Selon les chiffres communiqués à RFI par les autorités congolaises, près de 10 000 personnes avaient déjà franchi la frontière en milieu de journée. Désormais opérationnelle de 5 heures à 17 heures, cette réouverture met fin à une paralysie qui affectait l’ensemble des échanges entre le Sud-Kivu et le Burundi.

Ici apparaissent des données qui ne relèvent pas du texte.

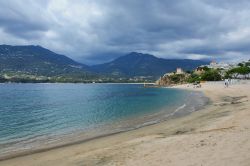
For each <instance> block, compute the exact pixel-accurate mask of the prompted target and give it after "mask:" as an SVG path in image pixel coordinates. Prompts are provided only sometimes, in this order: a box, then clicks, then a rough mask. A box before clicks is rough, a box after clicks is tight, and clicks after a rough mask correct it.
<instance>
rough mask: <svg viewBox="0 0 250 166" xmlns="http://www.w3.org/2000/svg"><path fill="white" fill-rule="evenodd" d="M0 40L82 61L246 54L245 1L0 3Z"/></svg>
mask: <svg viewBox="0 0 250 166" xmlns="http://www.w3.org/2000/svg"><path fill="white" fill-rule="evenodd" d="M0 43H1V44H13V45H24V44H25V45H26V44H34V45H42V46H44V47H46V48H49V49H51V50H53V51H56V52H58V53H61V54H65V55H67V56H69V57H71V58H73V59H76V60H81V61H82V62H86V63H100V62H104V61H107V60H110V59H112V58H115V57H116V56H120V55H121V54H124V53H127V52H131V51H140V52H144V53H151V54H154V55H156V56H159V57H163V58H194V59H200V58H211V59H223V60H231V61H235V60H241V59H247V58H248V59H250V56H249V53H250V47H249V45H250V2H248V1H245V0H239V1H233V0H222V1H215V0H214V1H213V0H186V1H180V0H165V1H164V0H163V1H162V0H148V1H144V0H137V1H134V0H126V1H122V0H102V1H98V0H75V1H69V0H47V1H45V0H40V1H39V0H37V1H32V0H30V1H29V0H9V1H0Z"/></svg>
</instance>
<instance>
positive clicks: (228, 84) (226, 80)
mask: <svg viewBox="0 0 250 166" xmlns="http://www.w3.org/2000/svg"><path fill="white" fill-rule="evenodd" d="M228 85H229V81H228V79H225V87H226V88H228Z"/></svg>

Les services douaniers, redéployés depuis dimanche avec du matériel acheminé spécialement de Kinshasa, ont immédiatement repris la collecte des recettes, suspendue durant l’occupation.
Ce point de passage stratégique était resté hermétique depuis la prise d’Uvira par l’AFC/M23, le 10 décembre 2025. Si la ville a été reprise le 19 janvier 2026 après le retrait du mouvement soutenu par Kigali, les autorités ont maintenu la fermeture pendant plus d’un mois supplémentaire. Les sources sécuritaires des deux côtés évoquaient des craintes légitimes : risque de retour des rebelles dans la zone et possibilité d’infiltrations à la faveur de la réouverture.
Des deux côtés de la frontière, les responsables sécuritaires ont conditionné la réouverture à l’obtention de garanties solides. Selon les autorités, la menace a été “significativement réduite” grâce à une combinaison d’opérations militaires et de démarches diplomatiques. Ces précautions expliquent le délai supplémentaire observé entre la reprise du contrôle d’Uvira et la réouverture effective du poste frontalier.
Au-delà des considérations sécuritaires, l’urgence de cette réouverture répond à des impératifs économiques majeurs. Une part considérable des échanges du Sud-Kivu et du Burundi dépend de cet axe commercial. Mais l’enjeu est aussi profondément humain : des familles entières sont réparties de part et d’autre de la limite administrative. Des élèves résidant à Uvira poursuivent leur scolarité à Bujumbura, tandis que des travailleurs et des agriculteurs traversent quotidiennement pour leurs activités. Enfin, la dimension humanitaire s’ajoute à cette équation complexe, avec des milliers de personnes vivant dans les camps de réfugiés qui cherchent désormais à explorer d’autres solutions.